Mr. President, are wee having fun yet?
The answer is "yes". Listen to Obama:
"There's something about August going into September where everybody in Washington gets all wee-wee'd up," the world's most powerful man observed. "I don't know what it is, but that's what happens."
Ooh, ooh! I know what it is! A majority of Americans don't like your big health care idea! They like you, though, so why don't you give up and watch your poll numbers bounce back?
"I think early on, a decision was made by the Republican leadership that said, 'Look, let's not give him a victory, maybe we can have a replay of 1993, '94, when [Bill] Clinton came in, he failed on health care and then we won in the midterm elections and we got the majority.' And I think there are some folks who are taking a page out that playbook," he said.
Hey, sounds like a plan to me.
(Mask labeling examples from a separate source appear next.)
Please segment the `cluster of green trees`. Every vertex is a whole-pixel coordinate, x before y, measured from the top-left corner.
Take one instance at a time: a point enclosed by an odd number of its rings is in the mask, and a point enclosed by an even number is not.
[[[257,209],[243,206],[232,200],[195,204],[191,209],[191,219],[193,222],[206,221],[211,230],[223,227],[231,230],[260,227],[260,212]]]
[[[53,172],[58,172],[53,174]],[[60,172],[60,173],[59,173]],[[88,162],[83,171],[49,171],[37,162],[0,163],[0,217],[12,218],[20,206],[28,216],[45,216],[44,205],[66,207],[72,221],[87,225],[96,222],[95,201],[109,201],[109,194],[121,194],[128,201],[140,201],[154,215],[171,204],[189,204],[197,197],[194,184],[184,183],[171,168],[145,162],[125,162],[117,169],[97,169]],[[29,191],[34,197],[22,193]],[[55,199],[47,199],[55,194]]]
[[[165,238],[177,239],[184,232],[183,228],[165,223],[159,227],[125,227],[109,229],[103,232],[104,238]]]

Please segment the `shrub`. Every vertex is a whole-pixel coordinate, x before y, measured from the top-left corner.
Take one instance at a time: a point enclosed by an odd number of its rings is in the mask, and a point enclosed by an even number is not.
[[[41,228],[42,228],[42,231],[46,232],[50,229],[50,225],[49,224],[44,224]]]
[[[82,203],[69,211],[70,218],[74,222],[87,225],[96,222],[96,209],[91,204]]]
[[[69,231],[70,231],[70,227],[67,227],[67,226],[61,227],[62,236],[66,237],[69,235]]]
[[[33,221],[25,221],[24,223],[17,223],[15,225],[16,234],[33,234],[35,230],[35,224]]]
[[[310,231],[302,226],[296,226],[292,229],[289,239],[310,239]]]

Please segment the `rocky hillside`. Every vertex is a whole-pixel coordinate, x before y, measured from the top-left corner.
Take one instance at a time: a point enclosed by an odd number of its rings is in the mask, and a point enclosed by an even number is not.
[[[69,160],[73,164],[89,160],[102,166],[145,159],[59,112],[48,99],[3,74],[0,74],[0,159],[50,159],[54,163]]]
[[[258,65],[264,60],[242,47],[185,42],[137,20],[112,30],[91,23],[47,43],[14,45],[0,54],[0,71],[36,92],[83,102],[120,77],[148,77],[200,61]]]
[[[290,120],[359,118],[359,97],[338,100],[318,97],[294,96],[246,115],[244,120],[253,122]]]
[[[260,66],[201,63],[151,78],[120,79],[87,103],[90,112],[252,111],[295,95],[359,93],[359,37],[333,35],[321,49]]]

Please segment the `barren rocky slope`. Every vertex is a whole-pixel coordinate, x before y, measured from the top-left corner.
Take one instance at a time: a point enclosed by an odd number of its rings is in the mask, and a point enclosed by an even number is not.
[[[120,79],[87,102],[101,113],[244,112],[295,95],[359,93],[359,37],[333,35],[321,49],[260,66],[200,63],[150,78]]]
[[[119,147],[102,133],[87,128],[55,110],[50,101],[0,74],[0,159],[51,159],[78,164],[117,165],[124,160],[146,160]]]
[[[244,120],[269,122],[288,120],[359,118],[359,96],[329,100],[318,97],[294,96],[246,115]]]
But seriously, isn't this phrased in a strange way? Is the placement of words this threatening in the collective mouth of a weak minority party convincing to anyone besides the haters and head-nodders? The Republicans should be commended for not being overly interfering as the President acts on his present political suicide wish.
But, mindful of his audience, Mr. Obama said he would "love to have more Republicans engaged and involved in this process," and even said he had sought input from the party now dwelling somewhere in the deep wilderness.
Riiiight. I guess the Democrats in the house never got that memo. It's all such a goofy narrative. Who buys it? The same people who bought Hillary's "right-wing conspiracy"? I don't know... at the time she said that the Rebublicans had taken the house and her husband was on the ropes. Well, I suppose we'll have to wait to see which way the political winds are blowing when the wee wee season is over.